Do not make a sum with your forecasts - a coconuts study

Although we have tried to make Lokad as simple and intuitive as possible, statistical forecasting is a counter-intuitive science with many traps. In this post, I am going to describe one of the most frequent mistakes that I have encountered within many companies. In a nutshell, it is wrong to make a sum of forecasted values. Since the problem is quite hard to grasp, let’s start with an example.

Let’s say that you have 3 shops; and that those 3 shops are selling coconuts. Being in charge of the supply chain, let’s say that you need to forecast how much coconuts must be re-ordered next week. The coconuts will not be delivered to the shops directly but to a single warehouse. Thus there is only a single coconuts replenishment order for the 3 shops.

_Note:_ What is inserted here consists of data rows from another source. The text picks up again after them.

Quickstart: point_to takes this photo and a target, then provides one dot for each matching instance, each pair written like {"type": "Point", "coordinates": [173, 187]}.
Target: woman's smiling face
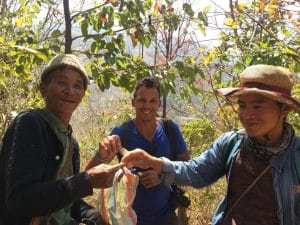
{"type": "Point", "coordinates": [261, 116]}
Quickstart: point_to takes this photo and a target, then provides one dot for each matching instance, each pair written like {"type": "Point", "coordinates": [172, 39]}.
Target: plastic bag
{"type": "Point", "coordinates": [115, 203]}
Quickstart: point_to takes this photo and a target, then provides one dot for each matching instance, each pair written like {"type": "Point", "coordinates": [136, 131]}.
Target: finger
{"type": "Point", "coordinates": [116, 167]}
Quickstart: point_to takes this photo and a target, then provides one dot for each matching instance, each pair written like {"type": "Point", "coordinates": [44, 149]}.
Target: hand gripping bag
{"type": "Point", "coordinates": [115, 203]}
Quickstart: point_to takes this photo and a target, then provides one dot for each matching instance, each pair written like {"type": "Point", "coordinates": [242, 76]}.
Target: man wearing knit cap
{"type": "Point", "coordinates": [261, 162]}
{"type": "Point", "coordinates": [40, 183]}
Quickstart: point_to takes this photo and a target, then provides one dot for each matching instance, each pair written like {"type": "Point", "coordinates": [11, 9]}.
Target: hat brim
{"type": "Point", "coordinates": [48, 70]}
{"type": "Point", "coordinates": [231, 95]}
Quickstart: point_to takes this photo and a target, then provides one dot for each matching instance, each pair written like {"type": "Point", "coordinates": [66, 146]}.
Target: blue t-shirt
{"type": "Point", "coordinates": [151, 204]}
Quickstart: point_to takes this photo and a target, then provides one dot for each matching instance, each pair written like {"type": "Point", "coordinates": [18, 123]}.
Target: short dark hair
{"type": "Point", "coordinates": [148, 82]}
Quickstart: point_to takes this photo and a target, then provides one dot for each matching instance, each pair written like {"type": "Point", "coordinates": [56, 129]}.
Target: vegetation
{"type": "Point", "coordinates": [121, 41]}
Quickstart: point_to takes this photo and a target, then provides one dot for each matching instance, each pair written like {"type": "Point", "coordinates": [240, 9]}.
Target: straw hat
{"type": "Point", "coordinates": [274, 82]}
{"type": "Point", "coordinates": [66, 60]}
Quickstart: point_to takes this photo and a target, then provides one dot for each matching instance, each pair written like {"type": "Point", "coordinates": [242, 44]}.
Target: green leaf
{"type": "Point", "coordinates": [147, 41]}
{"type": "Point", "coordinates": [188, 9]}
{"type": "Point", "coordinates": [56, 33]}
{"type": "Point", "coordinates": [33, 51]}
{"type": "Point", "coordinates": [203, 18]}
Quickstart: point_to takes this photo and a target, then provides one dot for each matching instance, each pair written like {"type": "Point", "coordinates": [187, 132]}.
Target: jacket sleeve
{"type": "Point", "coordinates": [29, 190]}
{"type": "Point", "coordinates": [199, 171]}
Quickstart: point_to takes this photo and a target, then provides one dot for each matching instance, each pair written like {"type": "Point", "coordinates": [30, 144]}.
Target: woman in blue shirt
{"type": "Point", "coordinates": [259, 161]}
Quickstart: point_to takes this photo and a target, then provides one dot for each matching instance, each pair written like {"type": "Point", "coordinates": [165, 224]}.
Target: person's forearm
{"type": "Point", "coordinates": [157, 164]}
{"type": "Point", "coordinates": [96, 161]}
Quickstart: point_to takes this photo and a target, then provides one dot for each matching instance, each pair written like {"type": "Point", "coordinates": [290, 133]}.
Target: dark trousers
{"type": "Point", "coordinates": [170, 219]}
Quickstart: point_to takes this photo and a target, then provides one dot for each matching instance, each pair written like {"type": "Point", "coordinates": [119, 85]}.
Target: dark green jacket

In order to perform your replenishment forecast, it is natural to rely on your historical coconuts sales data. In the present situation, you have 3 time-series representing the daily coconuts sales for each one of the 3 shops. How can we perform a single replenishment forecast based on those 3 time-series?

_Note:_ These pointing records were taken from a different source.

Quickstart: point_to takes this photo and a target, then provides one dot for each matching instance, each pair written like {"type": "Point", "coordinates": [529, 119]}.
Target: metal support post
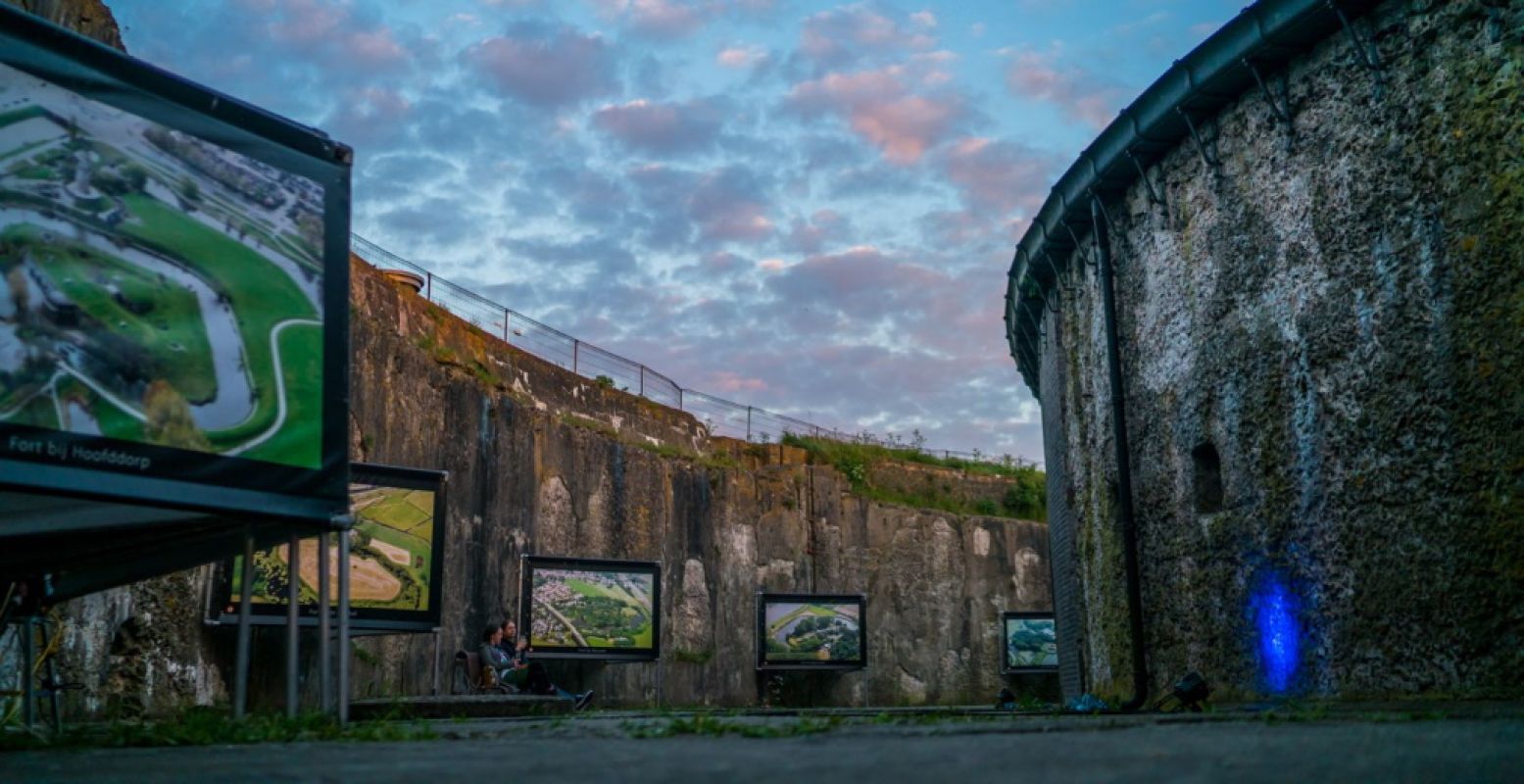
{"type": "Point", "coordinates": [343, 625]}
{"type": "Point", "coordinates": [27, 674]}
{"type": "Point", "coordinates": [246, 586]}
{"type": "Point", "coordinates": [293, 625]}
{"type": "Point", "coordinates": [434, 691]}
{"type": "Point", "coordinates": [324, 662]}
{"type": "Point", "coordinates": [52, 679]}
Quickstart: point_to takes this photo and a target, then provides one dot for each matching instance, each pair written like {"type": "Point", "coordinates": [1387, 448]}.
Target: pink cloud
{"type": "Point", "coordinates": [546, 68]}
{"type": "Point", "coordinates": [661, 126]}
{"type": "Point", "coordinates": [741, 57]}
{"type": "Point", "coordinates": [881, 109]}
{"type": "Point", "coordinates": [1076, 92]}
{"type": "Point", "coordinates": [661, 19]}
{"type": "Point", "coordinates": [823, 226]}
{"type": "Point", "coordinates": [725, 208]}
{"type": "Point", "coordinates": [834, 38]}
{"type": "Point", "coordinates": [997, 175]}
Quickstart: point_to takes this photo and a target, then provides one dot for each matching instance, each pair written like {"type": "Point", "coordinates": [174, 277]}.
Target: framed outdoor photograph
{"type": "Point", "coordinates": [395, 560]}
{"type": "Point", "coordinates": [592, 609]}
{"type": "Point", "coordinates": [1030, 643]}
{"type": "Point", "coordinates": [811, 630]}
{"type": "Point", "coordinates": [174, 288]}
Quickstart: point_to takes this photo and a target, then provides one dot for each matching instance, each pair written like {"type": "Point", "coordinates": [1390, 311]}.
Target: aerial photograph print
{"type": "Point", "coordinates": [154, 287]}
{"type": "Point", "coordinates": [1030, 643]}
{"type": "Point", "coordinates": [389, 564]}
{"type": "Point", "coordinates": [592, 609]}
{"type": "Point", "coordinates": [804, 632]}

A naive method would consist of making one coconuts' sales forecast for each time-series (one forecast per shop), and then to make the sum of those 3 forecasted values in order to compute the replenishment order. Unfortunately, this method is wrong. A much more accurate approach consists of aggregating first the 3 time-series into one (i.e. summing the 3 time-series) and then performing a forecast directly on the aggregated time-series.

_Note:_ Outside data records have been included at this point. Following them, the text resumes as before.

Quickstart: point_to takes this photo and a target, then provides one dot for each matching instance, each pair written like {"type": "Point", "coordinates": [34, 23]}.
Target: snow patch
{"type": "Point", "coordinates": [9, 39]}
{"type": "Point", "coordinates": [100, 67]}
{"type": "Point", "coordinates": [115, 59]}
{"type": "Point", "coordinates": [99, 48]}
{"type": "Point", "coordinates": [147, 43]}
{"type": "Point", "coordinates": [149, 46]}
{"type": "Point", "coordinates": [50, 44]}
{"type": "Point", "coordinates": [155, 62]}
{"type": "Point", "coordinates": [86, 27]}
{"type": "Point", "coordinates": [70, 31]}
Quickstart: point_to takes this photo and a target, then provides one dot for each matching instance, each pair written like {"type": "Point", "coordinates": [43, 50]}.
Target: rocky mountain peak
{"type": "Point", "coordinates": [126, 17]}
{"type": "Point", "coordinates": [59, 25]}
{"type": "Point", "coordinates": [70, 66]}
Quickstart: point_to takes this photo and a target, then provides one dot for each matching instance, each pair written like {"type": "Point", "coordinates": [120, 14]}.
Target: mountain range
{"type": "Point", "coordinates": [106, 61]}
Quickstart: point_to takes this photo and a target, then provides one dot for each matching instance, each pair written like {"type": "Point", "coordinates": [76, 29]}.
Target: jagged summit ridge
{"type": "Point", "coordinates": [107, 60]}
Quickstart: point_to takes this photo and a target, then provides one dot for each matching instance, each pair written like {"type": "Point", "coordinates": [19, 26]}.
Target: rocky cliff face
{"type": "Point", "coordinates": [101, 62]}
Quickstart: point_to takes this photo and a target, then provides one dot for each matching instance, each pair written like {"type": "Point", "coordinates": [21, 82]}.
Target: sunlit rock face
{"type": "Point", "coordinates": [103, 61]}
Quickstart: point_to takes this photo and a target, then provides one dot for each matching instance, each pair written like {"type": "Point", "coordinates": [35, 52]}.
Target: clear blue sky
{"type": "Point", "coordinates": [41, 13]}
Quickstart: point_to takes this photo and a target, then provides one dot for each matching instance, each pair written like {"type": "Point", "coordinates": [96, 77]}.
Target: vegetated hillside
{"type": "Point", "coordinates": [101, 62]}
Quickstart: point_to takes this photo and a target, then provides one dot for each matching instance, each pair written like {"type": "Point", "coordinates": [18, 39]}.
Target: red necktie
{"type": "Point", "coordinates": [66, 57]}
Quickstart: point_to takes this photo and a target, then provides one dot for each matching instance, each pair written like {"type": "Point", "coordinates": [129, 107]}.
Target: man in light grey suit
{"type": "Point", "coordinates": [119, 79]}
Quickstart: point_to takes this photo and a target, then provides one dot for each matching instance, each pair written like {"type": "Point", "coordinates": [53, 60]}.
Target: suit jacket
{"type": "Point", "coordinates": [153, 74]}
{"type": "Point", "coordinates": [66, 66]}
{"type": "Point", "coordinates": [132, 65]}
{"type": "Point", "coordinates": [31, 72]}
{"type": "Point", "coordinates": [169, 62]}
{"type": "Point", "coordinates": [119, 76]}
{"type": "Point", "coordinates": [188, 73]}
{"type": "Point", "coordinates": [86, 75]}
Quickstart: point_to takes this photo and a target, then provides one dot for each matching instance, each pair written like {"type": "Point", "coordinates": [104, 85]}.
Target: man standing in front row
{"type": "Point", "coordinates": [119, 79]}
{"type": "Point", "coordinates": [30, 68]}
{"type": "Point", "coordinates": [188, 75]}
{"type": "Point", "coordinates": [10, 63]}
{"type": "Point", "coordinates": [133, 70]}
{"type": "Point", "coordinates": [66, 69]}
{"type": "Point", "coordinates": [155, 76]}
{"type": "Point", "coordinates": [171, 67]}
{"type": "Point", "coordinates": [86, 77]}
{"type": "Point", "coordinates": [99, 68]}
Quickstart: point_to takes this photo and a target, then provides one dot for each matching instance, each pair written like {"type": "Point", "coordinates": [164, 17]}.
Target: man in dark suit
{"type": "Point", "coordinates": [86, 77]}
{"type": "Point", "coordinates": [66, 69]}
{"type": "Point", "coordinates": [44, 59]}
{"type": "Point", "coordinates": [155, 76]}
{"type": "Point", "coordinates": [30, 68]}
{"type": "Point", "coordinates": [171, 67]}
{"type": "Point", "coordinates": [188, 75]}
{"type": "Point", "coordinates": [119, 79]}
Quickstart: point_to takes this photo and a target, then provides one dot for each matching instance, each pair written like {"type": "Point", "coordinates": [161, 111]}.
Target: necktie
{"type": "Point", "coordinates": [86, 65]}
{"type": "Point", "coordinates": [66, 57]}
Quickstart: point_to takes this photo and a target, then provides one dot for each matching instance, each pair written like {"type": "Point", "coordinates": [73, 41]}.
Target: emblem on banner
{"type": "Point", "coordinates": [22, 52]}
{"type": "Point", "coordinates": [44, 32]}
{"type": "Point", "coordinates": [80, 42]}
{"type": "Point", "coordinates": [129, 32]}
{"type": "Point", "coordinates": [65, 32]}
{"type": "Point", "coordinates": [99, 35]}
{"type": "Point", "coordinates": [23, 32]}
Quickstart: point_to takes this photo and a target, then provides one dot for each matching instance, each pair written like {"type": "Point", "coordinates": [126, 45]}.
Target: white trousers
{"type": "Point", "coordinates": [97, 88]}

You are probably wondering what difference it makes between the two methods: forecasting first and then making the sum OR making the sum first then forecasting. Well, the true explanation requires some statistics that are totally beyond the scope of the post, thus I will try to give an intuitive explanation of the phenomenon. Summing forecasts does not improve the accuracy whereas making a forecast based one a single smoother time-series does improve the accuracy (the sum of 3 time-series is smoother than the initial time-series).